Sermon on the Mount - Beginning at the End

There’s a famous quote by G.K. Chesterton that often shakes me up a bit in my walk with Christ: “The Christian ideal has not been tried and found wanting. It has been found difficult; and left untried.” This rattles me into remembering that Jesus called us to follow him in every aspect of our lives. There is nothing we can do to earn our salvation, but we are called to be different. To what extent are we to work at this? This debate has been ongoing for thousands of years within Christianity and we must always return to the teachings of Jesus to see how we are to live.

For much of my life, and I assume for a lot of yours as well, the focus of my Christian walk was “sin management.” This is where you know what the big sins are and you avoid them. For a long time, we shaped youth ministry around this focus: Let’s keep these kids as busy doing good stuff in the church so they don’t have time to sin. This focus of “avoiding sin” does very little to help people walk with Christ.

When Jesus calls us, he calls us into transformation. He calls us to be an act as his body in this world. He calls us to live as an example to this world of what it looks like to be part of the new creation. He calls us to become citizens in his Kingdom. What does it look like to live as citizens of his Kingdom? In this series on the Sermon on the Mount, we will walk through Jesus’s sermon together to see what kind of life we’re called to in following Jesus. We’re following a series of sermons presented by one of my professors, Randy Harris. If you would like to follow this series of lessons along with my blog, podcast, and sermons, you can access to the video series here. If you need access to Right Now Media, please email me at ryan@nodachurch.com and I’d be happy to give you access to this resource (even if you are not a member of our church).

I want this series to be challenging to each of us (myself especially). I don’t believe Jesus calls us to be passive in our faith but to be active. The Sermon on the Mount is a practical guide to the practice of the Christian faith. This practical guide, in the words of Chesterton above, “has been found difficult; and left untried.” We’re going to begin at the end of the sermon and then work our way through it in the coming weeks. Begin with Matthew 7:24-29 and answer these questions:

What does wisdom look like to Jesus?

What does it mean to “practice” something?

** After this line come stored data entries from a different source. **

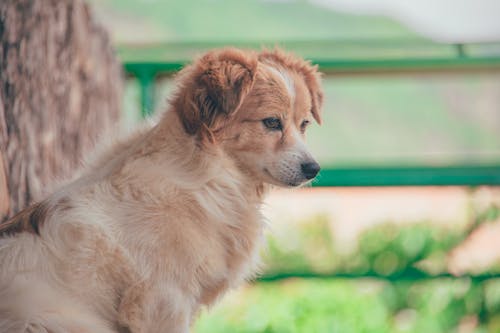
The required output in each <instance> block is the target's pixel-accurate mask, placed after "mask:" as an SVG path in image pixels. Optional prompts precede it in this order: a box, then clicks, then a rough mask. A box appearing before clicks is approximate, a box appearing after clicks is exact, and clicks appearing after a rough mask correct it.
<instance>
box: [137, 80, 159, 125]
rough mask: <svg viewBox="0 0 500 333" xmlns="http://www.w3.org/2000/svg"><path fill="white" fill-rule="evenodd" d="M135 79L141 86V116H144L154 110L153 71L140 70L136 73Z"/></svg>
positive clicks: (154, 91)
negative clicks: (135, 76)
mask: <svg viewBox="0 0 500 333" xmlns="http://www.w3.org/2000/svg"><path fill="white" fill-rule="evenodd" d="M137 79H138V80H139V84H140V86H141V90H140V91H141V116H142V117H143V118H146V117H148V116H150V115H152V114H153V112H154V98H155V82H154V81H155V73H153V72H151V71H141V72H140V73H137Z"/></svg>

Does Jesus believe you can do what he calls you to do through this sermon?

Sometimes when I preach or teach, I can get too deep into the theological or historical framework of a concept of passage and the practical application can sometimes be lost through the nuance of presenting to a group of people with diverse backgrounds and worldviews. Take time this week to sit down and read the entire Sermon on the Mount in one sitting (Matthew 5-7). Make a small note on the sections you personally find the hardest. Throughout this series sit with those passages and allow the Holy Spirit to guide you into why they are a struggle for you. What are you resisting? What would life look like if you took that passage seriously? Does that give you joy, peace, or does it scare you? The best way to approach this sermon is to allow it to speak directly to you and not to others.

Will you let the words of Jesus challenge you into a deeper practice of the Christian faith to where your walk with Jesus makes you look more like him?